Govt plans to cut next budget by Shs14 trillion
Government has put the 2025/26 budget projections at Shs57.4 trillion, which is Shs14.7 trillion lower than the current budget.
In May, government revised the Shs58 trillion budget for the 2024/25 financial year to Shs72.1 trillion, marking a significant increase of Shs14.1 trillion, a few hours before it was presented and approved by Parliament.
The House had earlier received an addendum from the Ministry of Finance, which increased the 2024/25 budget by more than 25 percent to Shs72.1 trillion.
However, in his first budget call circular issued to accounting officers and executive directors of state-owned enterprises and public corporations to guide in the preparation of the budget frame paper, and preliminary budget estimates, Ministry of Finance permanent secretary and secretary to the Treasury Ramathan Ggoobi, said the preliminary resource envelope for the 2025/26 financial year is projected to amount to Shs57.4 trillion, which would be key in launching Uganda to the 10-fold growth agenda by 2040.

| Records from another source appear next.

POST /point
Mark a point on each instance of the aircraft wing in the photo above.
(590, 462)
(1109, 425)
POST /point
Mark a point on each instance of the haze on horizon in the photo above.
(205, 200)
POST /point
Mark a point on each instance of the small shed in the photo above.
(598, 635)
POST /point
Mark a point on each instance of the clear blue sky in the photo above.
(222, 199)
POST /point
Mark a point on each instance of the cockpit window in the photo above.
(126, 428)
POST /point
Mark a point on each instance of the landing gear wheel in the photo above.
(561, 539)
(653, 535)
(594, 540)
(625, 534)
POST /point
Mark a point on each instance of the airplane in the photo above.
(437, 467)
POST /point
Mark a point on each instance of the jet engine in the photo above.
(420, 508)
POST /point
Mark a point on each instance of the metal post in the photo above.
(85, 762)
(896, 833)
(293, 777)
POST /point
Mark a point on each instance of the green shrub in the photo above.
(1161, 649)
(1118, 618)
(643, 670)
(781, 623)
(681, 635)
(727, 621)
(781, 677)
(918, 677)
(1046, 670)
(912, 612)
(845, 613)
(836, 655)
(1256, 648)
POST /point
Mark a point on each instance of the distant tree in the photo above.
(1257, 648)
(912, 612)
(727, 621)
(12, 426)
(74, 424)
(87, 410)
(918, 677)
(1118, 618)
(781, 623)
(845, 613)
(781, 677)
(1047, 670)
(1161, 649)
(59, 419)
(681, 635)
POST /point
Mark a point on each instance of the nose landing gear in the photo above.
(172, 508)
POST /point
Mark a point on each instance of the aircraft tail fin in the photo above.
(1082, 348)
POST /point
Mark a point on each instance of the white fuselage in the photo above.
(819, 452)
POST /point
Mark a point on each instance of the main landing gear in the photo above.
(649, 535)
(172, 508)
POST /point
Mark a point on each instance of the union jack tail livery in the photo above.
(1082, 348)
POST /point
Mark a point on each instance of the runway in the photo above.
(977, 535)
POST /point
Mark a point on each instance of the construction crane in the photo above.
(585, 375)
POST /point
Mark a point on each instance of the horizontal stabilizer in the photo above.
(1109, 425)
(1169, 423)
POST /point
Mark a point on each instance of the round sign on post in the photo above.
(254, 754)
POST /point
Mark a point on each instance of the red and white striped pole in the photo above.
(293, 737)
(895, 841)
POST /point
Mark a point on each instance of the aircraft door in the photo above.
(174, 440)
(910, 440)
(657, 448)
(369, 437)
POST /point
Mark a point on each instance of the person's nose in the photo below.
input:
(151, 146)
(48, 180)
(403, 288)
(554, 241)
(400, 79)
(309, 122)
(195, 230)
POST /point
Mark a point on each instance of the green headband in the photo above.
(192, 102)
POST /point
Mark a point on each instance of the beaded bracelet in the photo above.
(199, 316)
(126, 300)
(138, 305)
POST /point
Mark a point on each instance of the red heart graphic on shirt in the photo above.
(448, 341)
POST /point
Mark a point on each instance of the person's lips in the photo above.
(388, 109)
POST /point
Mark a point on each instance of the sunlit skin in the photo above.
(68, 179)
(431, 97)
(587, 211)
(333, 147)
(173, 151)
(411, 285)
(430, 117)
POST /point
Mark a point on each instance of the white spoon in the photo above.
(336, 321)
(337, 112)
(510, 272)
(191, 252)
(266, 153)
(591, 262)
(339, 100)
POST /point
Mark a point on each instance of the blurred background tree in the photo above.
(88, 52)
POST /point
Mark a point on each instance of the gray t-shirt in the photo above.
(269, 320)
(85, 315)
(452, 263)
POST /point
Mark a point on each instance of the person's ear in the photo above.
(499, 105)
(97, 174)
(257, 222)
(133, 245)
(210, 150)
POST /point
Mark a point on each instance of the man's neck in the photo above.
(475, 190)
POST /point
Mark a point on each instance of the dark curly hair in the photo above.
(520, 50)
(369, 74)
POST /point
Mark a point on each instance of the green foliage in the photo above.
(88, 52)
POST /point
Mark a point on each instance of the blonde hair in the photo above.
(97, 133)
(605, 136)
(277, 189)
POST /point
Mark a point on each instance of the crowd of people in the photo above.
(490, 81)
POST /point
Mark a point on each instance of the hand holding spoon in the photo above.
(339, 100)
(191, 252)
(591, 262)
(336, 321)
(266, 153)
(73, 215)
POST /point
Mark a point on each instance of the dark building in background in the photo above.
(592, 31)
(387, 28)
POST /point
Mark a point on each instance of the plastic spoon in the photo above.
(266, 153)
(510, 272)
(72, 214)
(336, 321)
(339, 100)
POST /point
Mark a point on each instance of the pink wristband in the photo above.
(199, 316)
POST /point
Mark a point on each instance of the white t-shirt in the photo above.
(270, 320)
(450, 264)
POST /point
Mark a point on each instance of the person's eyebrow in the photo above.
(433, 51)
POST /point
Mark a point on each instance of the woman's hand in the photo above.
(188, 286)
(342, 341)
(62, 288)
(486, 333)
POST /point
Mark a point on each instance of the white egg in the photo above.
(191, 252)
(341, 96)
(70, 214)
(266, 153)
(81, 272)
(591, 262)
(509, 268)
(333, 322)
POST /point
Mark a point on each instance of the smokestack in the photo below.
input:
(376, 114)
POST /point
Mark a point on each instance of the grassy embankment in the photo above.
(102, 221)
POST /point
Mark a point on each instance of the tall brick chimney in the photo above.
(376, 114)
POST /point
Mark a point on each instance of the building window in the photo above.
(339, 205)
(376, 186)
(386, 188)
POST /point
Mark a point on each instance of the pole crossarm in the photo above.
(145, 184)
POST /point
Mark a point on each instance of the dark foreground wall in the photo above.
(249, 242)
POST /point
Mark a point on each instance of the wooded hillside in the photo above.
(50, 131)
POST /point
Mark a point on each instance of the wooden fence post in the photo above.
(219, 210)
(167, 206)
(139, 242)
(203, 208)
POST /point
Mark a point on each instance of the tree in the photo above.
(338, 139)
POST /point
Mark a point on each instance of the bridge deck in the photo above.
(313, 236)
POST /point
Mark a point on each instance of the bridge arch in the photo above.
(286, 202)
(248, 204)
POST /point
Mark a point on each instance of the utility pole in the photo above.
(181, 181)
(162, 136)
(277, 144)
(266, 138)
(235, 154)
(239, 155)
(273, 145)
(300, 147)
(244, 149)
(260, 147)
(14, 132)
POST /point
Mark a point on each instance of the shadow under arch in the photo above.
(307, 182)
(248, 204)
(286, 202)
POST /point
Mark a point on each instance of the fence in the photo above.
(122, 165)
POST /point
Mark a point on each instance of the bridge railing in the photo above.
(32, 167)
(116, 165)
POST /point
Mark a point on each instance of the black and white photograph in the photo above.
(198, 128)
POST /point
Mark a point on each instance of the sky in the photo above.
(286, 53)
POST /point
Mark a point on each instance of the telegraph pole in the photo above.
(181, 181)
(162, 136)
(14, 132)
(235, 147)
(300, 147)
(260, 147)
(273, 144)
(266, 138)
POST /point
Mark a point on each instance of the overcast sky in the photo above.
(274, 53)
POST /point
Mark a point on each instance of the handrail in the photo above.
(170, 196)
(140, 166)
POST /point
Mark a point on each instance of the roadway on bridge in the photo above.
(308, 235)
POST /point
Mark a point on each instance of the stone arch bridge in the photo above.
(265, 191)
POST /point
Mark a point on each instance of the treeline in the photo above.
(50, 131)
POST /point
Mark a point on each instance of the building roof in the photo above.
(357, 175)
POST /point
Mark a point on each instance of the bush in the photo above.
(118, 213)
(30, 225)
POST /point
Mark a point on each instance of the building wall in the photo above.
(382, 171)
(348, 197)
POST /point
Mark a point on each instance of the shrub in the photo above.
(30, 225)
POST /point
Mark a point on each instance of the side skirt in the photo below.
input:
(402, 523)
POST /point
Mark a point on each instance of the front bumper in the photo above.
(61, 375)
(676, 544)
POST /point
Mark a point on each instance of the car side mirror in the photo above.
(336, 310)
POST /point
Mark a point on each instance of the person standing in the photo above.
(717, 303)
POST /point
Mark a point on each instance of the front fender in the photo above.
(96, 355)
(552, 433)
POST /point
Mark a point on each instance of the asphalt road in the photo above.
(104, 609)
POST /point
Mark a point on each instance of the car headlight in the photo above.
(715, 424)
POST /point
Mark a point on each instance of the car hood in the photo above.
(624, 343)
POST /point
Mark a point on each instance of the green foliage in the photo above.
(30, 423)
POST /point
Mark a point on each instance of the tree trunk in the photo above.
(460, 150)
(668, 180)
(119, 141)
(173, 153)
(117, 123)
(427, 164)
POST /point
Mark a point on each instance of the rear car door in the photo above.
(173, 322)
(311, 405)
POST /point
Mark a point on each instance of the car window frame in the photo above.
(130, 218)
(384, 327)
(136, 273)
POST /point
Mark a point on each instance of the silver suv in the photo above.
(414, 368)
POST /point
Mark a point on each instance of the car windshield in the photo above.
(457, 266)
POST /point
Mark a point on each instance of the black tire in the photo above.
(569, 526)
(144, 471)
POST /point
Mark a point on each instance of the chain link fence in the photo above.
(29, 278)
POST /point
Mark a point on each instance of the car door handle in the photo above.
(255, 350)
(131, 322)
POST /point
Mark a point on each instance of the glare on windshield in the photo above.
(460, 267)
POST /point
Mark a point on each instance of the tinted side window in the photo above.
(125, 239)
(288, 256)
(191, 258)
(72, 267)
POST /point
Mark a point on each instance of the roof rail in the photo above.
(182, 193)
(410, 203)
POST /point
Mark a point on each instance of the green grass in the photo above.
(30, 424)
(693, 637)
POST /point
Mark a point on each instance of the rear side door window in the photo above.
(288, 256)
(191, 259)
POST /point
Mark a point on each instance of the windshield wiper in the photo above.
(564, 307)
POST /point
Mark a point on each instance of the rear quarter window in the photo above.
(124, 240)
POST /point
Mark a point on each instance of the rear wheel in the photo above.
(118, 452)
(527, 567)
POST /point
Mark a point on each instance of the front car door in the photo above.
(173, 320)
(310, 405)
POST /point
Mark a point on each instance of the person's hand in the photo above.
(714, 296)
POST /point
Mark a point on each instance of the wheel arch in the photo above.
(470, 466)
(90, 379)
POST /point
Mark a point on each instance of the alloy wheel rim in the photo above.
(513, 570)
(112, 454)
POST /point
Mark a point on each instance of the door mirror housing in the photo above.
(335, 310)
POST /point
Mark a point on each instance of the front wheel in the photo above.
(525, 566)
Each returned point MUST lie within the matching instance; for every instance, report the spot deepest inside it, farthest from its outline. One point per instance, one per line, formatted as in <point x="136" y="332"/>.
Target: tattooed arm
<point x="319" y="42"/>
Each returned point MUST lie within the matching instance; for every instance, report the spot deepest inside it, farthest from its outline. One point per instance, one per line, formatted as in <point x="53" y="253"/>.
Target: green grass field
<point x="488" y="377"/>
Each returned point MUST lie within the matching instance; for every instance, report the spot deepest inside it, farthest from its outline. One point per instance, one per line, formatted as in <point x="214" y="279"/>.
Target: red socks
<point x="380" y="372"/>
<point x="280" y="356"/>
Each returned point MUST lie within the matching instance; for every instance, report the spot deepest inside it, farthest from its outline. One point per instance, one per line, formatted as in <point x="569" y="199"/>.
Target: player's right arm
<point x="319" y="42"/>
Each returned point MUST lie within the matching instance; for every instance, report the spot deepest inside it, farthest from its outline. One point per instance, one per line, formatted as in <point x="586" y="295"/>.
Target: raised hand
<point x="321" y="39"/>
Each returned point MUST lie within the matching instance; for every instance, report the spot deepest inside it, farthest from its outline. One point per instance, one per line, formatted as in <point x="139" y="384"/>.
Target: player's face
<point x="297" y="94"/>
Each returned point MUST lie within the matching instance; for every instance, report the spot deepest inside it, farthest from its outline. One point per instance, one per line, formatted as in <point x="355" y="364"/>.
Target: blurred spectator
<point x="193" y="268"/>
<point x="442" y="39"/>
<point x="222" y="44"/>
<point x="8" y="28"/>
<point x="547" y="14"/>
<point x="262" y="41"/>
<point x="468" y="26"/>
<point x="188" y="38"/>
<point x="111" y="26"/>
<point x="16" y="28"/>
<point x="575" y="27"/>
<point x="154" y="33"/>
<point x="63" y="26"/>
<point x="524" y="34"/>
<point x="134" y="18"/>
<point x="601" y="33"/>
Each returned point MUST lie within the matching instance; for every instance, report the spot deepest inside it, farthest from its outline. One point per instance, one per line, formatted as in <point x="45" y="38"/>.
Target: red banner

Of the Shs57.4 trillion, government expects to mobilise Shs33.2 trillion from domestic revenue, while Shs500m and Shs30m, will come from the petroleum fund and budget support, respectively.
Government also expects to borrow Shs4 trillion domestically, get Shs12.8b for budget support, Shs6.6b from domestic financing, and Shs293b from local government revenues.
Mr Ggoobi indicated that the Shs57.4 trillion resource envelope will address key interventions and activities to enable Uganda to achieve annual targets required to grow the economy 10-fold, noting that next year’s budget will seek to shift economic growth to a higher trajectory averaging to more than 8 percent annually, and double-digit growth at the onset of commercial production of oil and gas to expand the size of the economy from $53b to $500b by 2040.
The 2025/26 budget is expected to be a continuation of the full monetisation of the economy through commercial agriculture, industrialisation, expanding social services, digital transformation, and market access.
Under the full monetisation agenda, the government will continue to lift 39 percent of Ugandans from subsistence to the money economy by investing in technology and innovation, agro-industrialisation, tourism development, and mineral-based industrial development including oil and gas and science.
Mr Ggoobi indicated that the Ministry of Finance had earlier undertaken a baseline exercise to review cost drivers, minimum operational requirements, historical data, and expenditure patterns for purposes of cost control and future comparison, noting that all account officers in ministries, government departments, and agencies, and local government must ensure that they take consideration of the baseline while making budgets.
He also noted that all budget proposals must focus available funding on critical interventions and programmes that provide the highest multiplier effect, generate more public value and avoid spreading resources across non-essential activities.
Mr Ggoobi also warned that budget allocations should take great care to ensure that adequate resources are allocated in areas prone to virements and supplementary expenditures, noting that: “unnecessary supplementary requests will not be tolerated as this distorts approved work plans and budgets”.